The outcomes from this study pointed an increase in temperatures and decrease in precipitation across the country. The greatest increase in annual maximum temperature was detected in Sulaymaniyah station in the north of Iraq at the end of the century 2080s under RCP8.5. While the lowest increase in maximum temperature was in Basrah station at 2020s. On the other hand, the greatest increase in minimum temperature was observed in Salah ad Din station (186 km to the north of Baghdad) at 2080s under RCP8.5. The lowest increase in minimum temperature was found in Nasiriyah (station in the south of Baghdad) at 2020s under RCP2.5. Surprisingly, Basrah station recorded a decrease in the minimum temperature during the three future periods except a slight increase at 2080s under RCP8.5. This could be attributed to the fact that warm and cold gulf currents can affect the climate of coastal regions when the winds pass across. Warm/cold currents heat/cool off the air temperatures over the gulf and bring higher/lower temperatures over land.
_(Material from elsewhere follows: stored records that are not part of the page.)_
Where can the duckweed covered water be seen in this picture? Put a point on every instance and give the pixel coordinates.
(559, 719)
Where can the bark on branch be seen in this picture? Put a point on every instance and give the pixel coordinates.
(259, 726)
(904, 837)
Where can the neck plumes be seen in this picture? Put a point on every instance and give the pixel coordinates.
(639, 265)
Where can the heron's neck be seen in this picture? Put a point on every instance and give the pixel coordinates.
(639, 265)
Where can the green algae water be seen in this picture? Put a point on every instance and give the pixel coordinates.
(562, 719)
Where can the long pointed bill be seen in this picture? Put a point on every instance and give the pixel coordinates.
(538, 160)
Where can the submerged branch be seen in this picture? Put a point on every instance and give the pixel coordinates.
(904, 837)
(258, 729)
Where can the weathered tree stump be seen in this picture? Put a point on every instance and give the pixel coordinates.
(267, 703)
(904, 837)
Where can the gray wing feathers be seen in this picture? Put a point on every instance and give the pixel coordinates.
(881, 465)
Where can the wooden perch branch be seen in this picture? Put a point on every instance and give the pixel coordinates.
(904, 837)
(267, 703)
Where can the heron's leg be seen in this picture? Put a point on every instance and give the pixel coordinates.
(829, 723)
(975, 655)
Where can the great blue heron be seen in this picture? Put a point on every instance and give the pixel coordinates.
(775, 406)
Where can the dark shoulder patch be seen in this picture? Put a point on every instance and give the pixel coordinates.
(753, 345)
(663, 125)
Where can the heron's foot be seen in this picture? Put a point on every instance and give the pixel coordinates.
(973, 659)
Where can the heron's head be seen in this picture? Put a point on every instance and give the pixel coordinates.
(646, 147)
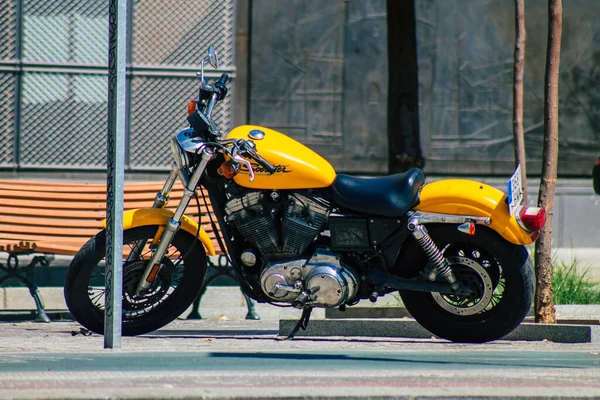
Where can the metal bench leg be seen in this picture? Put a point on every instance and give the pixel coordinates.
(195, 313)
(12, 271)
(251, 311)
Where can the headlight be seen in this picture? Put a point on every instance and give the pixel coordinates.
(179, 155)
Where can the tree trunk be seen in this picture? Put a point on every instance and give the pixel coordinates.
(519, 66)
(544, 306)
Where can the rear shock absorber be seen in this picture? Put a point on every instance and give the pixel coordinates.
(439, 262)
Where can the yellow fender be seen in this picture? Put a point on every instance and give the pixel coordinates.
(464, 197)
(159, 216)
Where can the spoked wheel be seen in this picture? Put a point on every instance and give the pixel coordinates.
(173, 290)
(498, 274)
With respect to precipitation, the results show that the decrease in annual precipitation is more remarkable in the northern stations (Sulaymaniyah, Salah ad Din, and Zakho) than those in the southern part of the country. The greatest decrease in annual precipitation was observed in Sulaymaniyah at the end of 2080s under RCP8.5. While, the lowest decrease was detected in Najaf station. Although the general trend tends towards a decrease in precipitation across the country, some stations like Kirkuk and Al-Hay show a slight increase in the annual precipitation during the 2020s and 2040s, respectively. Such unforeseen trend is physically uninterpretable especially that most of the surrounded stations show decreasing of the same periods. However, the uncertainty in measurements and modeling results could be the essential reasons behind.
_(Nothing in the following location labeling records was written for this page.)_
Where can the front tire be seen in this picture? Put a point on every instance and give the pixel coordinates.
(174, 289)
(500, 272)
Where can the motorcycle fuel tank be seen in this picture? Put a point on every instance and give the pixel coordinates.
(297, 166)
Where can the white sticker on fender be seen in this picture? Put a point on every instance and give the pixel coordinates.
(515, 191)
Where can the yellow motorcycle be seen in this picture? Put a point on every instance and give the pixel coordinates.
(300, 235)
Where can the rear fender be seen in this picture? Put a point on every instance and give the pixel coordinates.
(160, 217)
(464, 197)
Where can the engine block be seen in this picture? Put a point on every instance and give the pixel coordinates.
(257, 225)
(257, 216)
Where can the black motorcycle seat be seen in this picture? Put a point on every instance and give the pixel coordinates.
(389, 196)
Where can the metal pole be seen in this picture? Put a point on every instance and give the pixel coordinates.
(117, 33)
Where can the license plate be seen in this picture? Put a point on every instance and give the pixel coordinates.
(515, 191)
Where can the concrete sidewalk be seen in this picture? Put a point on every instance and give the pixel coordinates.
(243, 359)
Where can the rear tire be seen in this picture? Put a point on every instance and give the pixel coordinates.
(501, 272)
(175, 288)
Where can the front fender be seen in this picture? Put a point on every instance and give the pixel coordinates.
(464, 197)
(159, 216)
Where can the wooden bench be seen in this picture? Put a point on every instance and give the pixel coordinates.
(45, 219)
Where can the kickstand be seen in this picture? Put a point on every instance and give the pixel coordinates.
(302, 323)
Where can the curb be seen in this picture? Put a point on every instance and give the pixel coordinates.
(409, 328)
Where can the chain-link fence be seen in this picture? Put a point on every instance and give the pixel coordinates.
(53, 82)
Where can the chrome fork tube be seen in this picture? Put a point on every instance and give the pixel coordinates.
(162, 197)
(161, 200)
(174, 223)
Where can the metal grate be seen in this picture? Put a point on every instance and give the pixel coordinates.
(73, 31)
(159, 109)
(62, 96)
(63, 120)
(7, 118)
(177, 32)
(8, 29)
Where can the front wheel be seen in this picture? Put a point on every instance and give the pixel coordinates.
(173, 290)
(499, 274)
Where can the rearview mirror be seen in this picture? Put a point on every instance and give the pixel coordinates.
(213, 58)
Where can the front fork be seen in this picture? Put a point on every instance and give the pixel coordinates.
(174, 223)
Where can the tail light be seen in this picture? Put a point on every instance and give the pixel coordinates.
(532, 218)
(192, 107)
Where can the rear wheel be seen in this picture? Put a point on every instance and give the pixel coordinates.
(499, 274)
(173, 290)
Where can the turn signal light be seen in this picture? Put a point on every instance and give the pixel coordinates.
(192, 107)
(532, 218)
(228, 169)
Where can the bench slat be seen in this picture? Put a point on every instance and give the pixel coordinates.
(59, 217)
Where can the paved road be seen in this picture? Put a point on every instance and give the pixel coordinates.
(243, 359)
In arid areas, positive changes in temperature will undoubtedly accelerate the process of desertification (Abbasnia et al. 2016) which in turn will ultimately affect on the agricultural activities in the Mesopotamia area. Therefore, this fact highlights the importance of swift adaptation and mitigation measures in the study area. The findings from this study are consistent with many other regional climate changes studies, e.g., in Iran (Najafi and Kermani 2016; Abbasnia et al. 2016), in UAE (Elhakeem et al. 2015), and in Kuwait (Al-Dousari 2005; Al-Awadhi 2014) where they reported an increase in temperature and dust storms and a decrease in precipitation. This was noted in the micro-features printed on surface of drifted sand particles from Iraq towards Kuwait (Al-Dousari and Al-Hazza 2013).

Conclusions

This study investigated the future projection climate change impacts on precipitation and temperature in several stations of Iraq. The NCEP/NCAR predictors were employed to calibrate and validate the SDSM along with the observed local station data. The CMIP5-CanESM2 outputs for the RCP8.5, RCP4.5, and RCP2.6 emission scenarios were used to projects the future changes. Based on the statistical metrics used in this study, results proved the superior performance of the SDSM in modeling present meteorological data. The downscaled results of the GCMs based on the calibrated SDSM showed that temperature would continue to increase in the future time slices. However, future precipitation will increase with more variability and uncertainty across the selected stations, but with consistent trend among RCPs. Overall, annual precipitation in CanESM2 will apparently decrease in the future. There is a clear trend of an increase in temperature and a decrease in precipitation in the study regions. Hence, the findings obtained from this study can be of use to help policy makers in making decisions and planning for adaptation of impacts of climate changes. Moreover, the results can provide a support for better water resources management in Iraq. It is planned to use the outcomes of this study to investigate the impacts of climate changes on water resources availability in Iraq in a further study.